This is the first article published by partners of the PIonniers du COllaboratif (PICO) project [PIoneers of the COllaborative], coordinated by IDDRI, which studies the social and environmental impacts of collaborative consumption practices on material goods and the scope for public policymakers to harness these practices for more sustainable development.
COLLABORATIVE CONSUMPTION: AN EMERGING CONCEPT WITH GREAT POTENTIAL FOR SUSTAINABILITY
Airbnb, blablacar, eBay… these platforms that are currently transforming the economy are just the tip of a giant iceberg called “collaborative consumption”. The concept still lacks a clear definition but is shaped by the reflections of a number of actors, ranging from popular theorists, community activists and web entrepreneurs. Numerous promises are thus associated with the concept: it has been variously argued that sharing practices could be the solution to the development model crisis or the environmental crisis, and that they could also represent a means to rebuild social ties and forms of collective solidarity.
GOING BACK TO ITS THEORETICAL FOUNDATIONS
An examination of the theoretical foundations of collaborative consumption can help to understand and analyze the promises that it holds. Here we identify and discuss three key theoretical fields that have been mobilized by promoters of the collaborative economy. The free software and open-source information movements have led to a conceptualization of the collaborative economy as underlining and promoting the movement from a passive to an active consumer (“consum’actor”), represented by a universal and distributed access to knowledge, skills and material resources. Secondly, the economy of functionality (or economy of use) is at the heart of collaborative consumption as it prioritizes access and use over ownership, which holds great promise for stakeholders in the environmental space. Lastly, the economy of reciprocity represent another approach, which reintroduces the notion of symbolic exchange based on mutual sharing (giving, receiving, giving back) as a departure from the hegemony of commercial exchange.
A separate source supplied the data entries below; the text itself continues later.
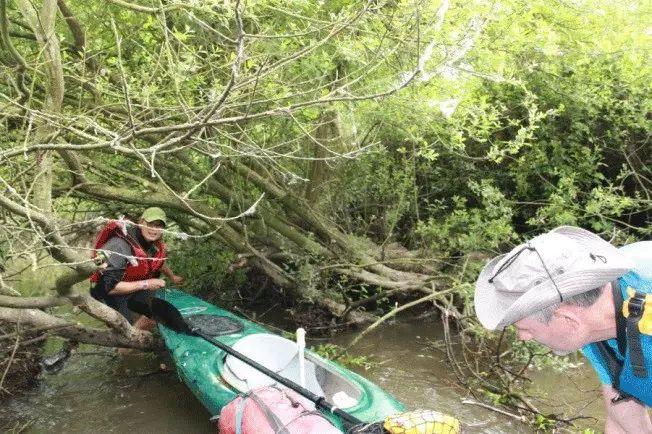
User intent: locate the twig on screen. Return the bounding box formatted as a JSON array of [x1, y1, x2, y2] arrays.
[[462, 399, 523, 422]]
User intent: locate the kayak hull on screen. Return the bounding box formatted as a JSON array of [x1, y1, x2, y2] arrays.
[[156, 289, 406, 429]]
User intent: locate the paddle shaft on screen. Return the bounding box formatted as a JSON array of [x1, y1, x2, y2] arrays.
[[190, 328, 363, 425]]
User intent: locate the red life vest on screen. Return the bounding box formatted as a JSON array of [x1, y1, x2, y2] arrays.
[[91, 221, 167, 282]]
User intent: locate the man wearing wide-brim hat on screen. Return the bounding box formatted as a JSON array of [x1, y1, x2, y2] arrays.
[[475, 226, 652, 434]]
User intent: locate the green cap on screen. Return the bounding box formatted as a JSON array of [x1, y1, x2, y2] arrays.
[[140, 206, 168, 226]]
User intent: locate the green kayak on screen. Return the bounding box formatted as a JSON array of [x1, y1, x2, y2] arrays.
[[156, 289, 406, 430]]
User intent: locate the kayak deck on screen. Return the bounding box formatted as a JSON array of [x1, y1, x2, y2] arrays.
[[157, 289, 405, 429]]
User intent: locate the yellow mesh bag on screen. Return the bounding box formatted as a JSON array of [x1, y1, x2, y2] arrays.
[[383, 410, 461, 434]]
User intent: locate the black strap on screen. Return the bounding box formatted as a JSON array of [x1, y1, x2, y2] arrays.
[[627, 291, 647, 378], [607, 280, 627, 356], [596, 280, 647, 404]]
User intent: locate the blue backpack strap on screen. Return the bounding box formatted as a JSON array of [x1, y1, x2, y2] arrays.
[[595, 280, 633, 404]]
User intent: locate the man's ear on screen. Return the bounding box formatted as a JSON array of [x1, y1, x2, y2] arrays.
[[553, 304, 582, 326]]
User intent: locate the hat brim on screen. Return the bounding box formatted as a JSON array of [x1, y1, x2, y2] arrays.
[[474, 226, 634, 330]]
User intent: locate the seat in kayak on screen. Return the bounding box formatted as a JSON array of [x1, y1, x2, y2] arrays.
[[223, 333, 324, 396]]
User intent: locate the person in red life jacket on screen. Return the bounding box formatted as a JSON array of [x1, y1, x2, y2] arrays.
[[91, 207, 184, 328]]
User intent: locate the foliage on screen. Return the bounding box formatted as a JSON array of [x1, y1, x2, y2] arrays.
[[0, 0, 652, 424]]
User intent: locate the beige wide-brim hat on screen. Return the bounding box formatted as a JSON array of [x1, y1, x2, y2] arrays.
[[475, 226, 634, 330]]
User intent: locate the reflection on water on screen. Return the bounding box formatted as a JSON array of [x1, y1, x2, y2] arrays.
[[0, 348, 211, 434], [0, 320, 603, 434]]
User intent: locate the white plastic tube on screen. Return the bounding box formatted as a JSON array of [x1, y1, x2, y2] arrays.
[[297, 328, 306, 387]]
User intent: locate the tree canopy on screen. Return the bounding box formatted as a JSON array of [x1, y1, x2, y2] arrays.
[[0, 0, 652, 424]]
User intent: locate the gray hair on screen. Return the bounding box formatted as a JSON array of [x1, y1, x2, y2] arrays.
[[526, 285, 607, 324]]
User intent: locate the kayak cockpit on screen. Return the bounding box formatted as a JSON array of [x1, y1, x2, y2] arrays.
[[222, 333, 362, 408]]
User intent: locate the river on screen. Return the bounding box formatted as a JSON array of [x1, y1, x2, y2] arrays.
[[0, 319, 603, 434]]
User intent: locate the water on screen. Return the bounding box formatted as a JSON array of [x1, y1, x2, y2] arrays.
[[0, 320, 603, 434]]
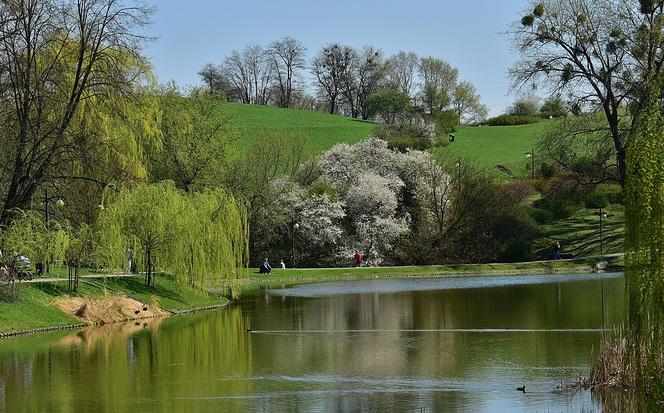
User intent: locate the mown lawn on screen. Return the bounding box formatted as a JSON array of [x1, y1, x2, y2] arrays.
[[223, 103, 376, 154], [0, 275, 228, 333], [95, 275, 228, 311], [434, 120, 555, 178], [0, 282, 102, 333], [534, 205, 625, 259], [244, 254, 621, 283]]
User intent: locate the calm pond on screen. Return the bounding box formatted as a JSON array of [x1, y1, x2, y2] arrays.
[[0, 274, 624, 413]]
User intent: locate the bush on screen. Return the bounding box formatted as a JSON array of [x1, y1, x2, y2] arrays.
[[595, 184, 625, 205], [537, 194, 581, 219], [432, 110, 459, 138], [528, 208, 553, 225], [486, 115, 542, 126], [500, 238, 535, 262], [367, 90, 412, 124], [387, 136, 434, 152], [585, 192, 609, 209]]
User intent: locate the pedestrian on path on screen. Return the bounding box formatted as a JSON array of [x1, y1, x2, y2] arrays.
[[553, 241, 560, 261]]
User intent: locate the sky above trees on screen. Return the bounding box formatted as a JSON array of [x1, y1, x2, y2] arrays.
[[146, 0, 526, 115]]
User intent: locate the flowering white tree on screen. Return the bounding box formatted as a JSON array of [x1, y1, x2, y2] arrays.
[[321, 138, 431, 252], [255, 178, 346, 265]]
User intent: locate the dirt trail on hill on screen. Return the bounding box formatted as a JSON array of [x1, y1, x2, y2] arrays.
[[55, 295, 170, 324]]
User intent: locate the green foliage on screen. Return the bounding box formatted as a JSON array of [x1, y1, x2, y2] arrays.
[[99, 182, 247, 287], [540, 95, 569, 118], [431, 110, 460, 135], [521, 14, 535, 27], [150, 86, 236, 192], [625, 76, 664, 390], [485, 115, 542, 126]]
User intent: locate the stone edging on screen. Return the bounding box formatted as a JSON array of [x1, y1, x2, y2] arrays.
[[0, 323, 90, 339], [241, 267, 605, 285]]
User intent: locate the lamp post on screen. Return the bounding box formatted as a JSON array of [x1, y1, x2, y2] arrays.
[[524, 149, 535, 179], [454, 160, 461, 196], [599, 208, 609, 258], [291, 217, 300, 268], [44, 188, 65, 273]]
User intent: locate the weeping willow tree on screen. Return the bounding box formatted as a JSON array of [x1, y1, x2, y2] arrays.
[[99, 181, 248, 288], [625, 76, 664, 397], [0, 211, 70, 263]]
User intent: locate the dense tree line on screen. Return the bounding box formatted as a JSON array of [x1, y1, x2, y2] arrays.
[[199, 37, 487, 122]]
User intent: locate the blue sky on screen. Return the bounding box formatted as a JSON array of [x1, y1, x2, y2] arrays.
[[146, 0, 526, 115]]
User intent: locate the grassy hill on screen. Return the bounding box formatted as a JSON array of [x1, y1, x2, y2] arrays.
[[223, 103, 376, 153], [533, 205, 625, 259], [436, 120, 555, 177], [223, 103, 551, 176]]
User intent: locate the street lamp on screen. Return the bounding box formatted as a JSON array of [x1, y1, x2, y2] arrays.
[[291, 220, 300, 268], [599, 208, 609, 258], [454, 161, 461, 195], [38, 188, 65, 273], [524, 149, 535, 179]]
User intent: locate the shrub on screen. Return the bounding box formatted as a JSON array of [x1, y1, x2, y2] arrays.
[[500, 238, 535, 262], [585, 192, 609, 209], [432, 110, 459, 138], [537, 195, 581, 219], [367, 90, 412, 124], [387, 136, 434, 152], [528, 208, 553, 224], [486, 115, 542, 126]]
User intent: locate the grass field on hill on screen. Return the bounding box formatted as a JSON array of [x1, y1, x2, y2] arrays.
[[436, 120, 555, 177], [224, 103, 376, 153], [533, 205, 625, 259]]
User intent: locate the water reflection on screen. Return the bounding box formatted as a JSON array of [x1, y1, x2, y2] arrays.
[[0, 275, 623, 412]]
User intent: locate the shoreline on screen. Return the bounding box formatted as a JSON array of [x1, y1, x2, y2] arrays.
[[0, 256, 622, 340]]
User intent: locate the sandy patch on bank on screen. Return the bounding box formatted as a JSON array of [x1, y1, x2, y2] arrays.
[[55, 295, 170, 324]]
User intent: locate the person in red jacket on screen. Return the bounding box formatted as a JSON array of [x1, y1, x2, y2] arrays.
[[353, 250, 363, 267]]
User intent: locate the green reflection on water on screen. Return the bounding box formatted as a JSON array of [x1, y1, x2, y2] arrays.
[[0, 278, 623, 412]]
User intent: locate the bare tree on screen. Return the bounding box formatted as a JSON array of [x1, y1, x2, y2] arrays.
[[244, 46, 272, 105], [267, 37, 307, 108], [198, 63, 231, 98], [341, 46, 386, 119], [223, 50, 254, 103], [511, 0, 664, 186], [418, 56, 459, 113], [387, 50, 419, 98], [311, 43, 355, 113], [452, 81, 488, 122], [223, 46, 272, 105], [0, 0, 151, 223]]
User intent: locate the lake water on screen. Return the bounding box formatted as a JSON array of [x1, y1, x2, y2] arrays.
[[0, 274, 624, 413]]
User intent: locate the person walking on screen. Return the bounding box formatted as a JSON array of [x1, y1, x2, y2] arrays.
[[553, 241, 560, 261], [258, 258, 272, 274], [353, 250, 363, 267]]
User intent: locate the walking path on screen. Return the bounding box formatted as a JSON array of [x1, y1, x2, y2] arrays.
[[23, 273, 143, 284], [24, 253, 625, 283]]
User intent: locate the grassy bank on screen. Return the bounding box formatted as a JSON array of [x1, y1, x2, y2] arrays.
[[223, 103, 376, 154], [242, 257, 622, 284], [0, 276, 228, 333], [435, 120, 555, 178], [533, 205, 625, 259]]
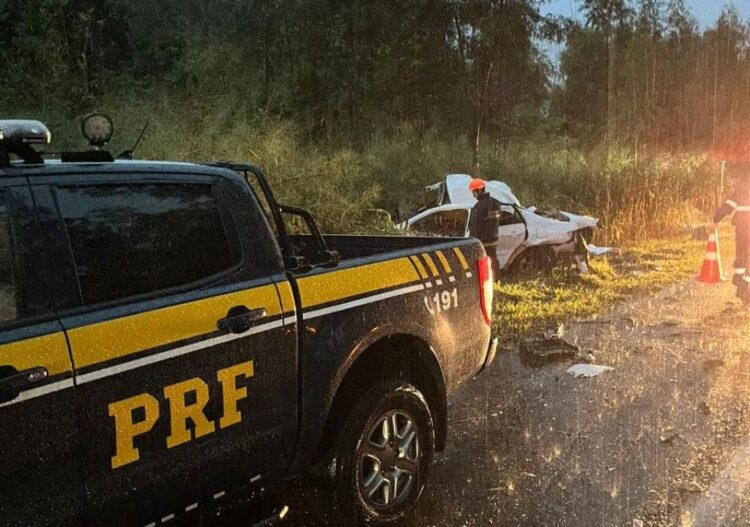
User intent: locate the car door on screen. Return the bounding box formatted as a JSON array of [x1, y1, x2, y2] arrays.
[[497, 203, 527, 269], [0, 178, 85, 526], [30, 174, 297, 526]]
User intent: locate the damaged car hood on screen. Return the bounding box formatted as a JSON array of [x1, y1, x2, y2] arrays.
[[439, 174, 598, 246]]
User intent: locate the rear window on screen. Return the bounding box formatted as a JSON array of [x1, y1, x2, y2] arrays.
[[0, 191, 18, 323], [57, 183, 240, 304]]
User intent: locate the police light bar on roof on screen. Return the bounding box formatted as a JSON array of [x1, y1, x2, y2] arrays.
[[0, 119, 52, 145]]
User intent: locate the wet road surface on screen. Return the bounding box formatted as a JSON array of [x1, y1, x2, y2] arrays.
[[214, 282, 750, 527]]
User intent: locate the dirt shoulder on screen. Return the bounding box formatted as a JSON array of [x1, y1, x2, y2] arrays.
[[406, 270, 750, 526], [494, 237, 734, 342]]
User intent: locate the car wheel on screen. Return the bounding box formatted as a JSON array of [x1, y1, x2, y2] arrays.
[[335, 381, 435, 525], [511, 247, 553, 277]]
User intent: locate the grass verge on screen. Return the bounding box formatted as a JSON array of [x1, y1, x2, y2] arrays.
[[493, 233, 734, 342]]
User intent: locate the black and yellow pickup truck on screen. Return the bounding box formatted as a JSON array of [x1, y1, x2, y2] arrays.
[[0, 116, 496, 527]]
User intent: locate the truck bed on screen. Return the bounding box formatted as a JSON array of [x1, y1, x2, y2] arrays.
[[290, 234, 465, 261]]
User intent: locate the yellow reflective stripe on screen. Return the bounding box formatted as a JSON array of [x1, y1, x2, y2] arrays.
[[68, 284, 281, 368], [422, 253, 440, 276], [298, 258, 419, 308], [0, 331, 71, 376], [435, 251, 453, 274], [409, 256, 427, 280], [453, 247, 469, 271]]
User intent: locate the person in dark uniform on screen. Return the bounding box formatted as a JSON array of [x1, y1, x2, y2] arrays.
[[707, 176, 750, 305], [469, 178, 502, 279]]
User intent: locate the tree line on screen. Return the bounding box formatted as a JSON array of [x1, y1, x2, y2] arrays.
[[0, 0, 750, 168]]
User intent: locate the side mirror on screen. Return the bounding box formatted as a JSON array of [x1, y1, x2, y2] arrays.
[[279, 205, 341, 267], [0, 381, 21, 403]]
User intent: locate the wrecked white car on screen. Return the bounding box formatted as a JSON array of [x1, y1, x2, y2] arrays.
[[398, 174, 598, 275]]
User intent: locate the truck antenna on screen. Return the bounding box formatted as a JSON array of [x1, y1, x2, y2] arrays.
[[117, 121, 150, 159]]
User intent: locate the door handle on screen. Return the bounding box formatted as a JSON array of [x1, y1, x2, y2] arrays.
[[0, 366, 49, 403], [216, 306, 266, 333]]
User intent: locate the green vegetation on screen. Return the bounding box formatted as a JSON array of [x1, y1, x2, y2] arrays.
[[0, 0, 750, 243], [494, 236, 734, 341]]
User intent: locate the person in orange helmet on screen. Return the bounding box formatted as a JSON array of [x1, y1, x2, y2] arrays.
[[469, 178, 502, 278], [706, 174, 750, 306]]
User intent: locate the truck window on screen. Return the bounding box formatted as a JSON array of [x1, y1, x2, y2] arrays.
[[0, 191, 18, 323], [57, 183, 241, 305]]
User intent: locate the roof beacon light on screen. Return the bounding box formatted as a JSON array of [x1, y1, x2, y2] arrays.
[[81, 113, 115, 148], [0, 119, 52, 145], [0, 119, 52, 166]]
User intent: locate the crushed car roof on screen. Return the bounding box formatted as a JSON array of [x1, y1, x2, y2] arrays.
[[443, 174, 521, 207]]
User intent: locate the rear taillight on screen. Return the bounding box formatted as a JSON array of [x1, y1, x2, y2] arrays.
[[477, 256, 494, 326]]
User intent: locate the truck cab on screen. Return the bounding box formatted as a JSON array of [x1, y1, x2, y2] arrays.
[[0, 121, 496, 526]]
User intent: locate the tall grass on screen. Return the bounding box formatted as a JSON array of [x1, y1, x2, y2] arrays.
[[10, 89, 719, 243]]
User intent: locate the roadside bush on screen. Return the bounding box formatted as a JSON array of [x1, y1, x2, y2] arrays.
[[8, 87, 719, 243]]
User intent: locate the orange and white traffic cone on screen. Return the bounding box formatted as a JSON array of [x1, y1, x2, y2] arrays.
[[698, 231, 726, 284]]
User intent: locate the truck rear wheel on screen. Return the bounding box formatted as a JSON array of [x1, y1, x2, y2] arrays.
[[335, 381, 435, 525]]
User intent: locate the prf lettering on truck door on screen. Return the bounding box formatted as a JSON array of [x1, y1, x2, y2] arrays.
[[108, 361, 255, 468]]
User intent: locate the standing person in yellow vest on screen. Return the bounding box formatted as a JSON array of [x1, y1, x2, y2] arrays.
[[708, 176, 750, 305]]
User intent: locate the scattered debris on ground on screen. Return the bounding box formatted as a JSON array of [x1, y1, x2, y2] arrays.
[[518, 324, 581, 365], [567, 364, 614, 378]]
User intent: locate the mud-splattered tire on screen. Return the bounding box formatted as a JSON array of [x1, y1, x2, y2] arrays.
[[331, 380, 435, 525]]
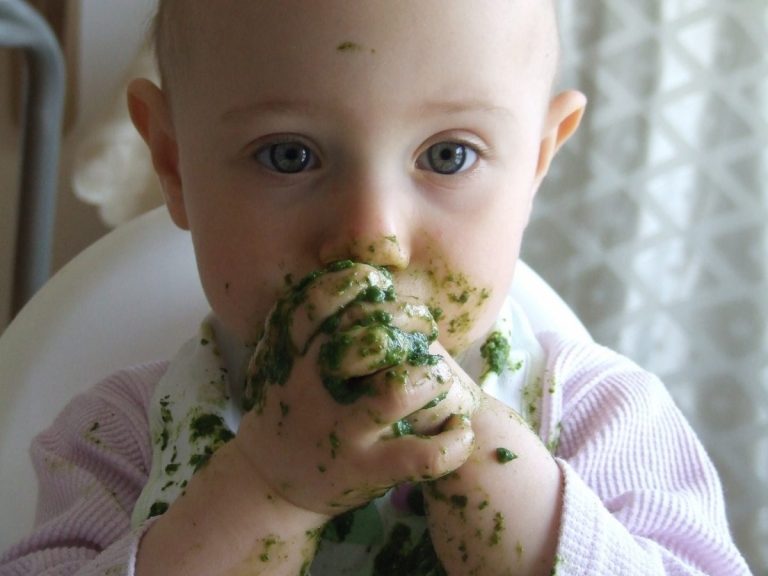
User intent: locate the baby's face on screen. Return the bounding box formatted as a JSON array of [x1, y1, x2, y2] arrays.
[[166, 0, 551, 352]]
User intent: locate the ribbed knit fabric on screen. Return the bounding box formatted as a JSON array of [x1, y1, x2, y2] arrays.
[[0, 334, 749, 576]]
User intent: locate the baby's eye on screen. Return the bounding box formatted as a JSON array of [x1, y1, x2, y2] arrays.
[[416, 142, 477, 174], [255, 142, 315, 174]]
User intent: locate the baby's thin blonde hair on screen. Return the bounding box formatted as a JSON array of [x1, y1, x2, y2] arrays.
[[150, 0, 192, 90]]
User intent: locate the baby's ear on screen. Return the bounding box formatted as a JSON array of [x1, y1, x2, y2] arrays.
[[127, 78, 189, 230], [536, 90, 587, 187]]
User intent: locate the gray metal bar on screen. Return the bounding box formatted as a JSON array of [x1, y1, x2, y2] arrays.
[[0, 0, 66, 315]]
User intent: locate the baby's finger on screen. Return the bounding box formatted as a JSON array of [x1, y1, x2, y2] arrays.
[[338, 298, 437, 342], [402, 358, 479, 436], [372, 415, 475, 482], [365, 361, 452, 430], [318, 324, 435, 379], [289, 262, 393, 350]]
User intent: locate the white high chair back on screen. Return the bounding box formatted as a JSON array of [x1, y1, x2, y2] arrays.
[[0, 208, 589, 551]]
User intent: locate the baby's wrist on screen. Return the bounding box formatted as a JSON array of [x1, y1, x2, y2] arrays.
[[139, 441, 330, 575]]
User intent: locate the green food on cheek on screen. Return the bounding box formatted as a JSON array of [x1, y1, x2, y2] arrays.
[[496, 448, 517, 464], [480, 331, 510, 375]]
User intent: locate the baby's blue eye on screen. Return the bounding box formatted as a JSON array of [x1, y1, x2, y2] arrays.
[[419, 142, 477, 175], [256, 142, 314, 174]]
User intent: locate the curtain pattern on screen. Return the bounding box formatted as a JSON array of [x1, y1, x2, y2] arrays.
[[523, 0, 768, 576]]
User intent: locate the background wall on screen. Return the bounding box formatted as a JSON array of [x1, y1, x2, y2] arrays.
[[0, 0, 155, 331]]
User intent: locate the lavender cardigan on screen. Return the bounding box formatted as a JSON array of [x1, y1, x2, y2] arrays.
[[0, 334, 750, 576]]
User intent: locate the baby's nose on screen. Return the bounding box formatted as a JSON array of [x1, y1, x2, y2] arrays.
[[320, 231, 410, 270]]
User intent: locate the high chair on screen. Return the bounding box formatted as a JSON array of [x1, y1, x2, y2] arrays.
[[0, 208, 589, 551]]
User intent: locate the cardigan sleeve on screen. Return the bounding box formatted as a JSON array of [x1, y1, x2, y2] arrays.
[[541, 334, 750, 576], [0, 362, 167, 576]]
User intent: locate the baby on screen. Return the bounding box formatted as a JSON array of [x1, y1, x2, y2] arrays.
[[0, 0, 748, 576]]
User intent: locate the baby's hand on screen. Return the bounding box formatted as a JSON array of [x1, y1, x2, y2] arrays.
[[424, 357, 561, 576], [234, 263, 473, 516]]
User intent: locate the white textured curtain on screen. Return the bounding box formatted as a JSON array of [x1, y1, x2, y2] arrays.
[[523, 0, 768, 576]]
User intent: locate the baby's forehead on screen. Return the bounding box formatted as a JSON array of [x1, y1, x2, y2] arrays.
[[154, 0, 559, 98]]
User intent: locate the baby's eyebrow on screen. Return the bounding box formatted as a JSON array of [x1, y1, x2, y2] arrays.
[[413, 98, 512, 116]]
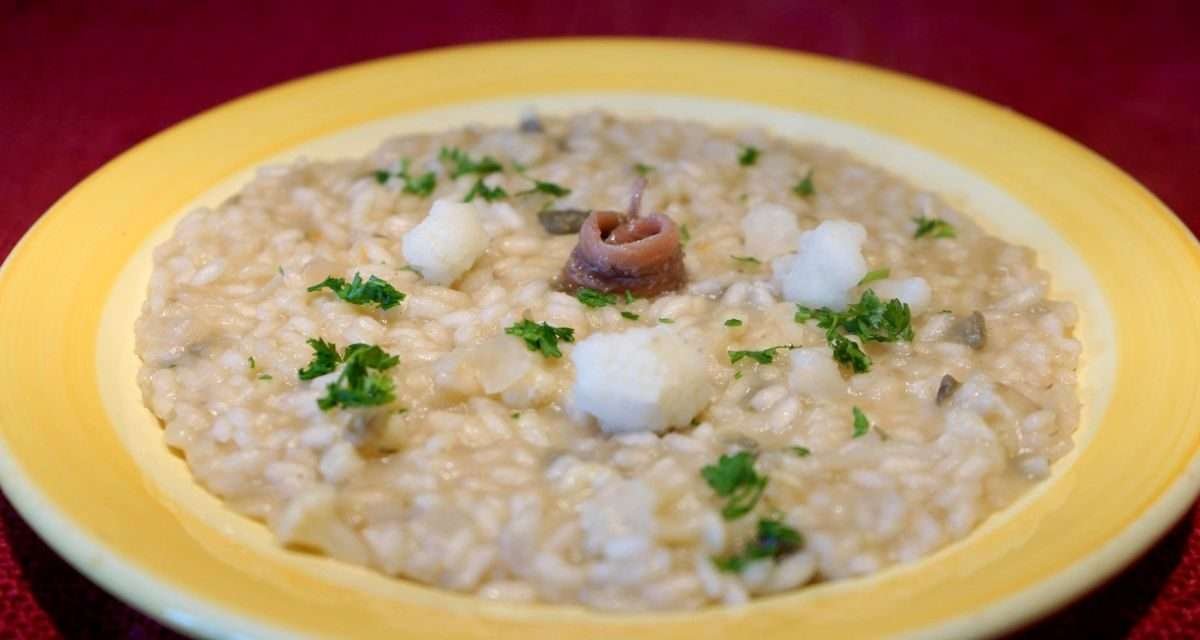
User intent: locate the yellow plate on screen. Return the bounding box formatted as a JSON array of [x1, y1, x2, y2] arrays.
[[0, 40, 1200, 640]]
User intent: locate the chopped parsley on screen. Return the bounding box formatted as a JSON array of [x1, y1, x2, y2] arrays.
[[912, 216, 955, 238], [853, 407, 871, 438], [297, 337, 400, 411], [713, 518, 804, 573], [794, 289, 913, 373], [296, 337, 342, 379], [517, 178, 571, 198], [308, 274, 404, 310], [462, 178, 509, 202], [317, 342, 400, 411], [700, 451, 767, 520], [858, 267, 892, 287], [728, 345, 797, 365], [504, 319, 575, 358], [438, 146, 504, 179], [575, 287, 617, 309], [738, 145, 758, 167], [792, 169, 817, 198]]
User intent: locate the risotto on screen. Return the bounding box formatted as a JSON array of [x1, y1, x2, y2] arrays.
[[137, 113, 1080, 611]]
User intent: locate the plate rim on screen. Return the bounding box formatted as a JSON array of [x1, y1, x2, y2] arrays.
[[0, 37, 1200, 638]]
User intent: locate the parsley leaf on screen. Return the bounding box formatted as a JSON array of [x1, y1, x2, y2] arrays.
[[912, 216, 956, 238], [517, 178, 571, 198], [728, 345, 797, 365], [504, 319, 575, 358], [794, 289, 913, 373], [738, 144, 758, 167], [829, 335, 871, 373], [792, 169, 817, 198], [858, 267, 892, 287], [713, 518, 804, 573], [853, 407, 871, 438], [575, 287, 617, 309], [296, 337, 342, 379], [700, 451, 767, 520], [308, 274, 404, 310], [462, 178, 509, 202], [438, 146, 504, 179], [317, 343, 400, 411]]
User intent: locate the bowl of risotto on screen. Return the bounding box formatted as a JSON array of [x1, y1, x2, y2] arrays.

MAINTAINING A CRITICAL ATTITUDE TOWARDS ITS PROMISES REMAINS NECESSARY
The range of theoretical approaches outlined here not only explains the variety of definitions proposed for the collaborative economy but also the diversity of promises that it holds for various actors. While it is important to consider these potentials seriously, they also often justifiably provoke a range of possible reservations. Stakeholders who wish to mobilize the collaborative economy to fulfill its promises and public policymakers who want to promote these practices must adopt a critical stance before taking any action. The theoretical fields identified here can be mobilized to this end.